After registration, server provides client with a CLIENT_ID (which is public) and a CLIENT_SECRET which is private.

OAuth2 Authorization Request

Client asks user to click on a link which looks something like:

      https://api.server.com/authorize?
        response_type=code
        &client_id=CLIENT_ID
        &redirect=CALLBACK_URL
        &scope=RESOURCES
        &state=STATE

The URL can be anything, but the query parameter names are fixed.
CLIENT_ID and CALLBACK_URL were set up during the registration process.
RESOURCES specifies the resources on the server the client would like to access on behalf of the user.
The state parameter is optional.
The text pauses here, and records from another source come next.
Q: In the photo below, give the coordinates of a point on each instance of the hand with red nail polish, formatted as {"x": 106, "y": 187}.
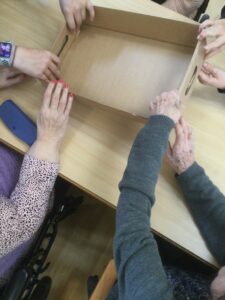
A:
{"x": 52, "y": 122}
{"x": 10, "y": 76}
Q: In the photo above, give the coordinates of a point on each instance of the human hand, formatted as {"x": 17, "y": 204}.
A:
{"x": 214, "y": 29}
{"x": 212, "y": 76}
{"x": 181, "y": 155}
{"x": 10, "y": 76}
{"x": 74, "y": 12}
{"x": 37, "y": 63}
{"x": 167, "y": 104}
{"x": 53, "y": 116}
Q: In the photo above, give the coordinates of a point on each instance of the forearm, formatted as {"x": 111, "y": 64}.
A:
{"x": 135, "y": 249}
{"x": 24, "y": 212}
{"x": 207, "y": 204}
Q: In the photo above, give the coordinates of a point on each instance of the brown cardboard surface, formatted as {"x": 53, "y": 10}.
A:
{"x": 128, "y": 63}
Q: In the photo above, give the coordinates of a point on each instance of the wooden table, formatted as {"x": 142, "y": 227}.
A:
{"x": 98, "y": 142}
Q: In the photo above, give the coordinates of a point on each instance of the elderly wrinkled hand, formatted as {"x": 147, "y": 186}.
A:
{"x": 212, "y": 76}
{"x": 167, "y": 104}
{"x": 75, "y": 12}
{"x": 10, "y": 76}
{"x": 37, "y": 63}
{"x": 181, "y": 154}
{"x": 216, "y": 30}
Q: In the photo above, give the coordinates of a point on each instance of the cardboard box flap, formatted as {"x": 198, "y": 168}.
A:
{"x": 157, "y": 28}
{"x": 146, "y": 7}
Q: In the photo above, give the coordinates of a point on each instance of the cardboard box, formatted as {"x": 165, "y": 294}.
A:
{"x": 123, "y": 60}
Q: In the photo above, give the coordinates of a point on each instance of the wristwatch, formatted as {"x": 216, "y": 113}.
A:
{"x": 7, "y": 53}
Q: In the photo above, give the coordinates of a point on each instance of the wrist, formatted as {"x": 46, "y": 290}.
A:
{"x": 45, "y": 150}
{"x": 18, "y": 58}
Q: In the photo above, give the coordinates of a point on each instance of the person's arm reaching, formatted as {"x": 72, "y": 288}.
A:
{"x": 206, "y": 202}
{"x": 212, "y": 76}
{"x": 23, "y": 213}
{"x": 139, "y": 268}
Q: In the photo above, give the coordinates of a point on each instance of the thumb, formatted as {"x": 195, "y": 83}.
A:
{"x": 14, "y": 80}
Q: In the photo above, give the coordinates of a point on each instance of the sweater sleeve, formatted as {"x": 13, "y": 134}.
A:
{"x": 184, "y": 7}
{"x": 207, "y": 205}
{"x": 139, "y": 268}
{"x": 24, "y": 212}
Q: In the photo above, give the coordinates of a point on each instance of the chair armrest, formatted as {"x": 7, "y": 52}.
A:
{"x": 15, "y": 288}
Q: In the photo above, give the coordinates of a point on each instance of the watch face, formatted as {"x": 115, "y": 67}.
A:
{"x": 5, "y": 50}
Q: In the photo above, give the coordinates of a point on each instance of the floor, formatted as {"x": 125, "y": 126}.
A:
{"x": 83, "y": 247}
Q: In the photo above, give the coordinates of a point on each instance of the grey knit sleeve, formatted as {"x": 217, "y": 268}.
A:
{"x": 207, "y": 205}
{"x": 139, "y": 268}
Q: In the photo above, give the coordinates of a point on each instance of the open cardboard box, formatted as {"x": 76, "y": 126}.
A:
{"x": 123, "y": 60}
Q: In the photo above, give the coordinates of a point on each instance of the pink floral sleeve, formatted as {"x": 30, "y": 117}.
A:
{"x": 22, "y": 214}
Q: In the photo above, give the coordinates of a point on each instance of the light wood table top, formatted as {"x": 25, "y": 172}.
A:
{"x": 98, "y": 142}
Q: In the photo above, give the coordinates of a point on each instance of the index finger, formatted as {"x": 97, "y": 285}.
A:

If provided, STATE is a string whose meaning is interpreted only by the client.

Authorization Grant

If user successfully grants the requested access to the client on the server, then the server redirects the user back to the client:

         CALLBACK_URL?code=AUTH_CODE&state=STATE

CALLBACK_URL is the CALLBACK_URL parameter provided during the authorization request.
AUTH_CODE is the authorization code.
STATE is the state parameter provided in the authorization request (if any).
- The client can include a nonce in the STATE parameter to ensure that the callback originated from it.
- The client can use the STATE parameter to redirect the user to different URLs based on the initial request by the user.

Exchanging Authorization Token for an Access Token

The client makes a token request to the server:

  POST https://api.server.com/access_token?
    grant_type=authorization_code
    &code=AUTH_CODE
    &redirect_url=CALLBACK_URL

Authorization header set to Basic BASE-64 where BASE-64 is the base-64 encoding of CLIENT_ID:CLIENT_SECRET. (Alternately, can also be passed as POST parameters client_id and client_secret)
URL can be anything, but query parameter names are fixed.
AUTH_CODE is the authorization code granted by the server.
CALLBACK_URL is exactly the same as what was used when getting the authorization token.
CLIENT_ID and CLIENT_SECRET are the values set up for the client during the registration process.
CLIENT_SECRET is omitted if it is a mobile app or single-page browser app since using it would necessarily involve making it public.

Receiving an Access Token

If the exchange is successful, the server responds with a JSON object:

{ "access_token": ACCESS_TOKEN,
  "token_type": "Bearer"
}

ACCESS_TOKEN is the token used for authorizing subsequent requests.
Can also contain a "expires_in" field specifying the token expiry time in seconds.
The ACCESS_TOKEN can be used by the client to make subsequent requests to the server:
```
    Authorization: Bearer ACCESS_TOKEN
```

References

Wikipedia article on the Morris Worm.

John Viega, Gary McGraw, Building Secure Software, Addison-Wesley, 2002.

Peter Bright, Anonymous speaks: the inside story of the HBGary hack, Ars-Technica, strongly recommended. Link.

Peter Bright, With arrests, HBGary hack saga finally ends, Ars-Technica. Link.

Nate Anderson, How Anonymous accidentally helped expose two Chinese hackers, Ars-Technica. Link.

Main-stream press coverage of HBGary hack in the New York Times. Eric Lipton and Charles Savage, Hackers Reveal Offers to Spy on Corporate Rivals, New York Times, Feb 11, 2011. Link.

Port Swigger Labs: free online security labs.